Etwas gestresst lande ich auf deutschem Boden. Mein Zug nach Dresden ist schon längst ohne mich abgefahren. ‚Naja das wird schon irgendwie‘, denke ich mir mit meiner boliviansichen Gelassenheit. Ich zerre mein Gepäck durch die Tür in die Flughafenhalle. Lena und Tassilo stürzen mit offenen Armen auf mich zu. Welch ein genialer Empfang in der Heimat! Ein Jahr haben wir uns nicht gesehen, doch alles ist wie immer. Tassilo hat bereits alles organisiert, sodass ich ohne Probleme einfach den nächsten Zug nehmen kann.
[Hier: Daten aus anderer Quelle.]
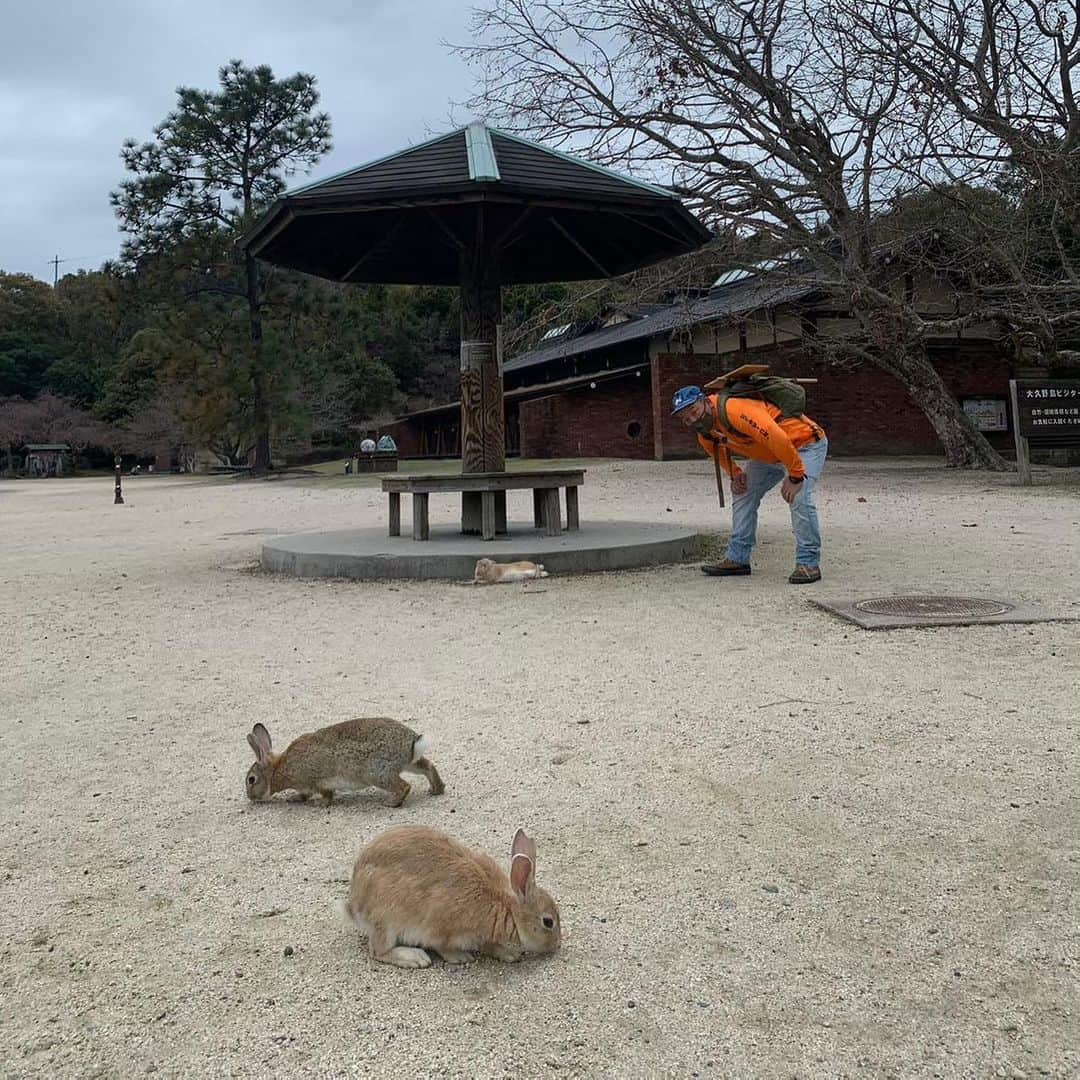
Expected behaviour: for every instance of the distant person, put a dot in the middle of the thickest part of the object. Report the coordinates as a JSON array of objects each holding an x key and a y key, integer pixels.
[{"x": 786, "y": 450}]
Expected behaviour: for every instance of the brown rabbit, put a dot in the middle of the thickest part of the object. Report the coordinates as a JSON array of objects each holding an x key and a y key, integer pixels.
[
  {"x": 361, "y": 753},
  {"x": 489, "y": 572},
  {"x": 415, "y": 889}
]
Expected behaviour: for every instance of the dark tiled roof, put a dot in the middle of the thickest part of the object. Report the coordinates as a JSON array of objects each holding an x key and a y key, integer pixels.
[
  {"x": 527, "y": 212},
  {"x": 743, "y": 297},
  {"x": 476, "y": 154}
]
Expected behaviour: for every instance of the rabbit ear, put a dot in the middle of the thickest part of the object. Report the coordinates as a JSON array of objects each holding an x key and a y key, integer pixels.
[
  {"x": 522, "y": 864},
  {"x": 259, "y": 740}
]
Der Flughafen – ein riesen Labyrinth – ist schon eine wahnsinne Reizüberflutung für mich. „Gott sei Dank, seid ihr da“, sage ich zu Lena und Tassilo, „alleine würde ich mich hier ja gar nicht zurechtfinden!“ Tassilo mit seinem genialen Ortssinn, der uns schon so oft in Sucre vor zwei Jahren gerettet hat, führt uns von einer Rolltreppe zur nächsten, bis wir endlich an den Zuggleisen ankommen.
Tobi, den ich während des Wartens auf das Gepäck kennengelernt habe, hat sich uns angeschlossen. Er nimmt den gleichen Zug wie ich bis nach Leipzig. Wir stellen fest, dass wir die ganze Zeit ab Santa Cruz in den selben Fliegern gesessen haben. Er war auch Freiwilliger in Bolivien. Wir schwatzen die ganze Zeit und bestaunen gemeinsam die wunderschönen deutschen Wälder und Felder, die wir so sehr vermisst haben. Die vier Stunden bis nach Leipzig vergehen wie im Flug. Die letzte Stunde bin ich allein. Ich schaue aus dem Fenster und muss mir immer wieder sagen: ‚Das ist real! Das ist diesmal kein Film! Du bist wirklich hier!‘ Als wir durch Radebeul fahren, überschütten mich meine Emotionen. Die anderen Passagiere schauen mich neugierig an. Es ist nicht zu übersehen, dass ich von weit herkomme mit meinen Unmengen an Gepäck. Von weit her… aus einer anderen Welt. Ich habe das Gefühl, als wäre ich von einem anderen Planeten angereist – aus einem anderen Leben.